Imaging Cell Migration in Xenopus | @VirajDoddihal

Microscopy image of Xenopus embryo. The cellular skeletal protein actin (grey) marks the cell edges and the nucleus is in magenta. Credit: Viraj Doddihal

During their time in the MBL’s 2021 Embryology course, graduate students Viraj Doddihal, the Stowers Institute, and Valarie Komatsu, University of Southern California, spent a lot of time looking under the microscope.

That time paid off, and, along with some other stunning images, the pair captured this video of cell migration in a small tissue sample of a Xenopus laevis embryo.

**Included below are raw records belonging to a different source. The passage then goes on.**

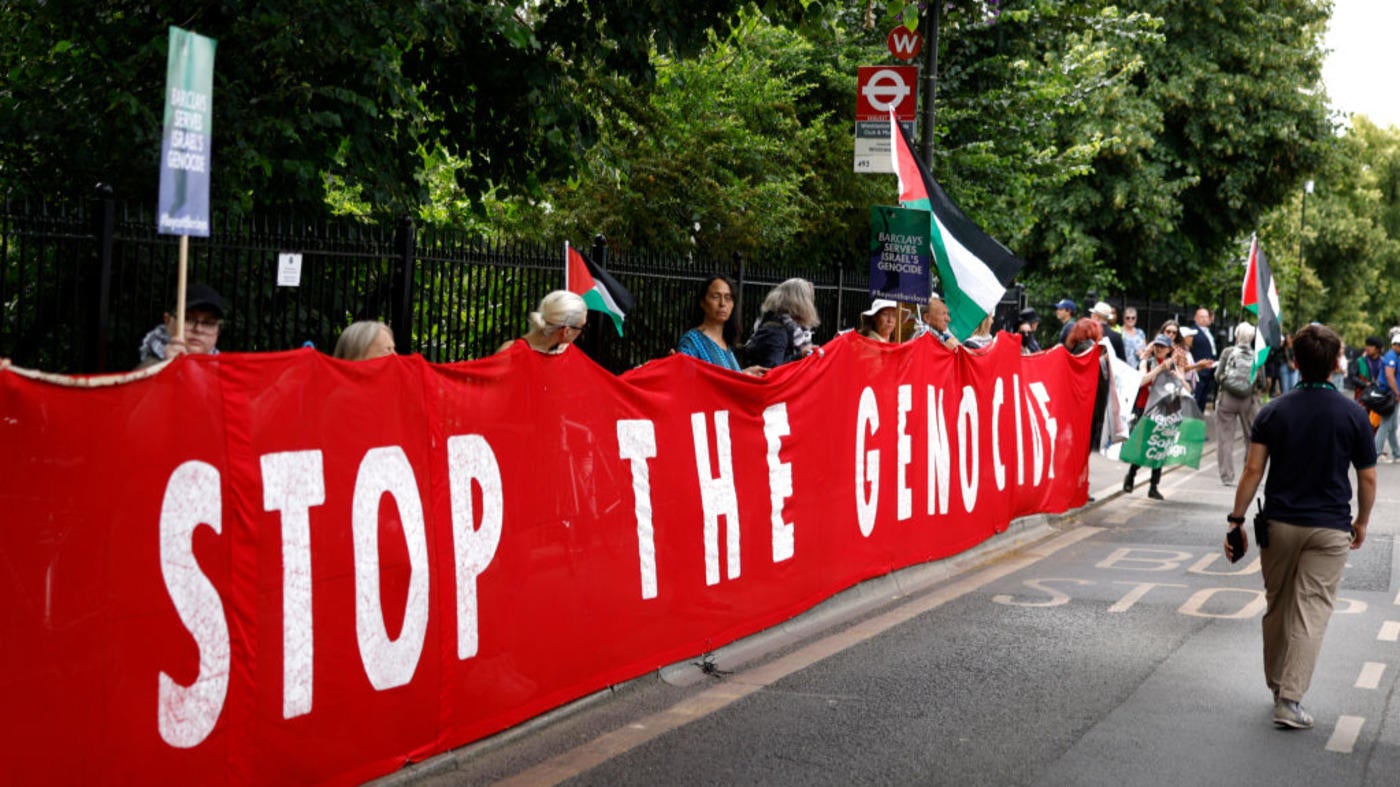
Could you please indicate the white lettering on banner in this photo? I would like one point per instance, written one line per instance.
(905, 503)
(189, 100)
(867, 462)
(780, 479)
(1036, 446)
(293, 482)
(717, 495)
(998, 468)
(940, 455)
(1042, 398)
(636, 444)
(969, 467)
(469, 458)
(186, 714)
(1021, 446)
(388, 663)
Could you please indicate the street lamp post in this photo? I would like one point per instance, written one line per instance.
(1302, 230)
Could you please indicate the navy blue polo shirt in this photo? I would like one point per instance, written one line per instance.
(1312, 434)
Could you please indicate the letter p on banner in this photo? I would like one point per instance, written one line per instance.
(185, 142)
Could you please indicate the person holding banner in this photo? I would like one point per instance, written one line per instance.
(1159, 373)
(714, 338)
(783, 333)
(363, 340)
(556, 324)
(879, 321)
(205, 311)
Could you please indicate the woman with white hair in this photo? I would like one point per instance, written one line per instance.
(1236, 401)
(363, 340)
(556, 324)
(784, 331)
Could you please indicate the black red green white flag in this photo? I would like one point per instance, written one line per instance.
(598, 289)
(973, 268)
(1259, 296)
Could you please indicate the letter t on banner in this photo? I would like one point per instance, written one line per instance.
(185, 149)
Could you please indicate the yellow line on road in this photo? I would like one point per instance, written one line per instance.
(742, 684)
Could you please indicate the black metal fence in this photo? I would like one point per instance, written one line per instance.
(83, 282)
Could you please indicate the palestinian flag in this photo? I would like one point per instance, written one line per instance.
(599, 290)
(1259, 280)
(973, 268)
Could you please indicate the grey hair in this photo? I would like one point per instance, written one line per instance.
(795, 298)
(557, 310)
(354, 340)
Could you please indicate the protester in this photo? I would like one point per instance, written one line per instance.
(1134, 340)
(1084, 335)
(1203, 349)
(205, 311)
(1305, 440)
(1235, 401)
(1103, 314)
(1026, 324)
(783, 332)
(1064, 312)
(1386, 432)
(937, 318)
(717, 333)
(1161, 377)
(556, 324)
(1288, 367)
(363, 340)
(982, 335)
(879, 321)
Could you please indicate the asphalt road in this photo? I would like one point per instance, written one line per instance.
(1109, 646)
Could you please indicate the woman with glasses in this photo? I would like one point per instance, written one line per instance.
(203, 318)
(556, 324)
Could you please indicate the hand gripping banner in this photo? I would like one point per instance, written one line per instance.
(262, 569)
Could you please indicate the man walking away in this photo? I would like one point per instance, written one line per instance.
(1204, 350)
(1306, 440)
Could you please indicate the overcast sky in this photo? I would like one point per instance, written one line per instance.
(1361, 70)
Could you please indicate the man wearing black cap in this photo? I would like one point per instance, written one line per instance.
(203, 317)
(1064, 311)
(1026, 324)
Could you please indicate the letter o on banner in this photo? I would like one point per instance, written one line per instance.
(388, 663)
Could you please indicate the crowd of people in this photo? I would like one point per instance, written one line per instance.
(1176, 359)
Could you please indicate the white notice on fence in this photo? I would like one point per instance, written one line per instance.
(289, 269)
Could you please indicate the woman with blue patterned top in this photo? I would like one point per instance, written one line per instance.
(718, 331)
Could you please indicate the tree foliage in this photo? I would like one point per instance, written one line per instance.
(359, 91)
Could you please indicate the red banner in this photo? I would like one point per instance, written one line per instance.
(291, 569)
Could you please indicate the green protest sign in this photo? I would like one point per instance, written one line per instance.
(186, 150)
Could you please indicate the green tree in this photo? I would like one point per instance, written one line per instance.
(359, 94)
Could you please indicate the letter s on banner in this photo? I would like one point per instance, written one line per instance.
(188, 713)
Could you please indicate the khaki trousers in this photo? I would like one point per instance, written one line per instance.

The cellular skeletal protein actin (grey) marks the cell edges and the nucleus is in magenta.

“This tissue behaves similar to how it would in an embryo,” said Doddihal.

In the video, the cells migrate towards the top right, and during a process called “convergent extension,” the cells intercalate to form a long, thin structure.

“This process plays a major role in turning a spherical frog embryo into a lengthened tadpole,” said Doddihal.

This movie was captured on Zeiss 780 during the 2021 Embryology course.

The video was recently published online with Komatsu and Doddihal both listed as first authors. Embryology faculty member Chenbei Chang, University of Alabama at Birmingham, also contributed to the paper.

Citation:

Komatsu, V., Doddihal, V., Chang, C. (2021). Imaging of dynamic actin remodeling reveals distinct behaviors of head and trunk mesoderm in gastrulating Xenopus laevis. microPublication Biology. DOI: 10.17912/micropub.biology.000483.